Virus Norwalk-like saat ini dilaporkan sebagai penyebab utama keracunan
pangan akibat virus di AS. Virus yang terdiri atas beberapa serotipe ini mengakibatkan
gastroenteritis dengan ciri diare dan muntah dengan waktu inkubasi 18-36 jam. Di
negara AS dan Inggris, salad adalah makanan yang paling sering dilaporkan sebagai
penyebab keracunan pangan oleh Norwalk-like. Beberapa virus bersifat zoonosis. Virus
penyebab ensefalitis, misalnya, dapat disebabkan oleh konsumsi susu mentah yang diperah
dari kambing, sapi, atau domba yang memperoleh virus tersebut dari gigitan serangga.

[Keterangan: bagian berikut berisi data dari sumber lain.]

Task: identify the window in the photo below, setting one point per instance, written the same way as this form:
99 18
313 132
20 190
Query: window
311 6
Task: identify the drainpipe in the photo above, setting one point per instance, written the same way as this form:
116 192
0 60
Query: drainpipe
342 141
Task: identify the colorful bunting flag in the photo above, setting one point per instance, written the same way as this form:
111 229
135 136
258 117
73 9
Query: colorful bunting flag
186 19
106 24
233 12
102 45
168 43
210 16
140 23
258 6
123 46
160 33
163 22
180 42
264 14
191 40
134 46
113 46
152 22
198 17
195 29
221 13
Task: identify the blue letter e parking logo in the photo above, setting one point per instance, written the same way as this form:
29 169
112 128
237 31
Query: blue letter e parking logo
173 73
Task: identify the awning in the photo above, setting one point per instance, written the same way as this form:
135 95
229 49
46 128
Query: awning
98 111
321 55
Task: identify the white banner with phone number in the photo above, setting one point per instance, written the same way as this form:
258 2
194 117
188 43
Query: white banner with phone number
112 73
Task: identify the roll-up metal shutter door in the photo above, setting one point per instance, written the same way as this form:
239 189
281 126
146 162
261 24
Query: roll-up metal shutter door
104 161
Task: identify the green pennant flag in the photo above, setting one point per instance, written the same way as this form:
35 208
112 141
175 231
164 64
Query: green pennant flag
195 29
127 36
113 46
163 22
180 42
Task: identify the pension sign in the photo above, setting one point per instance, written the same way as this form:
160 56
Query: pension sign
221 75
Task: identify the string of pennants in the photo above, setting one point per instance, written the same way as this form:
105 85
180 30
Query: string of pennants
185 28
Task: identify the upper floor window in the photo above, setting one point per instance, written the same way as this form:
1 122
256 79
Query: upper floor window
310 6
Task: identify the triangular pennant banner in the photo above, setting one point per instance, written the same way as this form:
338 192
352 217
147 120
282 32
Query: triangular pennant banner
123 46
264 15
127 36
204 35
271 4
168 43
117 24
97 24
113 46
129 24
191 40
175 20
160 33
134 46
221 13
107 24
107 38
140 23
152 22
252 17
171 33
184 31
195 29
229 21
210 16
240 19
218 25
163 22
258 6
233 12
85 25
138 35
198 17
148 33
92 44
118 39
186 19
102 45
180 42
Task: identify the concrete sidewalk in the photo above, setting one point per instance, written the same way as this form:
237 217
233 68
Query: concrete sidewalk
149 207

Karena itu, penyakitnya disebut tick-borne encephalitis. Berbeda dengan mikroba lain, seperti
bakteri, virus tidak dapat berkembang biak di dalam bahan pangan. Oleh karena itu, jumlah
virus dalam makanan tidak akan bertambah, bahkan mungkin menurun jika rentang waktu
antara saat pencemaran terjadi dan saat makanan tersebut dikonsumsi cukup besar. Hal ini
disebabkan bahan pangan bukanlah benda hidup yang dapat mendukung pertumbuhan virus.
Oleh karena itu, untuk menghindari keracunan akibat virus dalam bahan pangan,
dianjurkan tiga praktik pengolahan makanan yang baik, yaitu cook, clean, dan separate
(masaklah, bersihkan, dan pisahkan). Masaklah semua bahan pangan sampai benar - benar
matang, bersihkan tangan dan semua peralatan yang digunakan untuk memasak, kemudian
pisahkan bahan mentah dengan bahan matang.